After the failure of its attempt to take over Asda for 7.3 billion pounds and with Sainsbury's shares down 33% over the last year, Chief Executive Mike Coupe is under pressure to show the group can prosper on its own.
Ahead of a capital markets day event for investors, Sainsbury's said it planned to reduce costs by about 500 million pounds over five years as its brings its businesses together, in addition to ongoing cost savings to cover the impact of cost inflation.
The group increased its three year net debt reduction target to at least 750 million pounds, from 600 million pounds previously, forecasting a reduction of at least 300 million pounds in the current 2019-20 year.
It said a review of its store estate will result in about 10 new supermarkets and 10-15 closures; about 80 new Argos outlets in Sainsbury's stores and 60-70 Argos closures, with 110 new convenience stores and 30-40 closures.
It said the closures would deliver a profit benefit of about 20 million pounds per year, while the one-off cost of closures and impairments would be 230-270 million pounds.
Sainsbury's also has a new five-year plan for its financial services division.
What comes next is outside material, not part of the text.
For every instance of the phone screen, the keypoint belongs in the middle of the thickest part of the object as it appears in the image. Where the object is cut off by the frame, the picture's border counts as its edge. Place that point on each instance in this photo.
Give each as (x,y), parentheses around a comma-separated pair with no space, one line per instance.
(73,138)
It will immediately stop new mortgage sales and will not inject any more capital after 35 million pounds in 2019-20. It plans to double the division's underlying pretax profit.
The group said its like-for-like sales, excluding fuel, fell 0.2% in the 12 weeks to Sept. 21, its fiscal second quarter, having fallen 1.6% in the first quarter.
"Sales momentum was stronger in all areas and we further improved our performance relative to our competitors, particularly in grocery," said Coupe.